我有一个名为&#34的.jar文件; DynamicContentLoader.jar"执行连接到网页的Java进程,使用HtmlUnit,并通过static void Main(string[] args)
{
string file = "C:\\CUWCDFileStorage\\temp\\test.png";
var bytes = File.ReadAllBytes(file);
using (var stream = File.Open(file, FileMode.Open))
{
Console.WriteLine(Md5HashFile(bytes));
Console.WriteLine(Md5HashFile(stream));
Console.WriteLine(Sha1HashFile(bytes));
Console.WriteLine(Sha1HashFile(stream));
Console.WriteLine(Sha1HashFile2(bytes));
}
Console.Read();
}
public static string Md5HashFile(byte[] file)
{
using (MD5 md5 = MD5.Create())
{
return BitConverter.ToString(md5.ComputeHash(file)).Replace("-", "");
}
}
public static string Sha1HashFile(byte[] file)
{
using (SHA1Managed sha1 = new SHA1Managed())
{
return BitConverter.ToString(sha1.ComputeHash(file)).Replace("-", "");
}
}
public static string Md5HashFile(Stream stream)
{
using (MD5 md5 = MD5.Create())
{
return BitConverter.ToString(md5.ComputeHash(stream)).Replace("-", "");
}
}
public static string Sha1HashFile(Stream stream)
{
using (SHA1Managed sha1 = new SHA1Managed())
{
return BitConverter.ToString(sha1.ComputeHash(stream)).Replace("-", "");
}
}
public static string Sha1HashFile2(byte[] bytes)
{
string file = "C:\\CUWCDFileStorage\\temp\\test2.png";
File.WriteAllBytes(file, bytes);
return Sha1HashFile(File.OpenRead(file));
}
打印其Html文档。
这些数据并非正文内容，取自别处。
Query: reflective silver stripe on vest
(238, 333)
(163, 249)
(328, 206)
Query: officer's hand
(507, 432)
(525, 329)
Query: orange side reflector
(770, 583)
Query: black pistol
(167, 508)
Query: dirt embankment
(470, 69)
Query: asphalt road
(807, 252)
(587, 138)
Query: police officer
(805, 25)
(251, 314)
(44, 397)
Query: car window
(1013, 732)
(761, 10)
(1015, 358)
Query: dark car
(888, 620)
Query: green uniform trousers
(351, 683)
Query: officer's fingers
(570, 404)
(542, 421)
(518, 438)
此过程从命令行获取一个参数:需要检索的网页的URI。
导出到.jar文件的Java进程代码:
System.out.println();
接下来,我在Mono项目中执行此.jar,其中一个类使用import java.io.IOException;
import com.gargoylesoftware.htmlunit.BrowserVersion;
import com.gargoylesoftware.htmlunit.FailingHttpStatusCodeException;
import com.gargoylesoftware.htmlunit.WebClient;
import com.gargoylesoftware.htmlunit.html.HtmlPage;
public class DynamicContentLoader {
public static void main(String[] args) {
java.util.logging.Logger.getLogger("com.gargoylesoftware").setLevel(java.util.logging.Level.OFF);
String s = DynamicContentLoader.loadHtml("https://query.nytimes.com/search/sitesearch/?action=click&contentCollection®ion=TopBar&WT.nav=searchWidget&module=SearchSubmit&pgtype=Homepage#/Donald%20Trump");
System.out.println(s);
}
public static String loadHtml(String url) {
final WebClient webClient = new WebClient(BrowserVersion.CHROME);
webClient.getOptions().setCssEnabled(false); //if you don't need css
webClient.getOptions().setThrowExceptionOnScriptError(false); // stop process breaking exception throws
HtmlPage page;
try {
page = webClient.getPage(url);
webClient.waitForBackgroundJavaScript(20 * 1000); /* will wait JavaScript to execute up to 5s */
String pageAsXml = page.asXml();
webClient.close();
return pageAsXml;
} catch (FailingHttpStatusCodeException | IOException e) {
return null;
}
}
}
Object来执行.jar,将其Process
流读取到StandardOutput
,然后创建并从StringBuilder
返回HtmlAgilityPack.HtmlDocument
个对象:
StringBuilder.ToString();
我的问题是,当我从命令行运行.jar时,
" java -jar path / to / file / DynamicContentLoader.jar' some uri'"
我得到了正确加载的Html文档/字符串。但是,我上面的C#代码返回一个不同的,不完整的Html文档/字符串,甚至崩溃,例如:
using System;
using System.Diagnostics;
using System.Text;
using HtmlAgilityPack;
namespace Search {
public static class DynamicContentLoader {
// path of .jar file in ProjectDirectory/Resources/.jar
readonly static string jarPath =
AppDomain.CurrentDomain.BaseDirectory +
"Resources/DynamicContentLoader.jar";
public static HtmlDocument LoadDynamicWebPage(string url) {
var startInfo = new ProcessStartInfo("java", @" -jar "
+ jarPath + " \'" + url + "\'");
startInfo.UseShellExecute = false;
startInfo.RedirectStandardOutput = true;
var javaProcess = new Process();
javaProcess.StartInfo = startInfo;
javaProcess.Start();
var output = new StringBuilder();
while (!javaProcess.HasExited) {
output.Append(javaProcess.StandardOutput.ReadToEnd());
}
if (output.Length > 0) {
var doc = new HtmlDocument();
doc.LoadHtml(output.ToString());
// looking see if correct Html doc
Console.WriteLine(doc.DocumentNode.InnerHtml);
return doc;
}
return null;
}
}
}
是否有人知道可能导致这两种不同执行方法之间的行为差异的原因或解决此问题的原因是什么?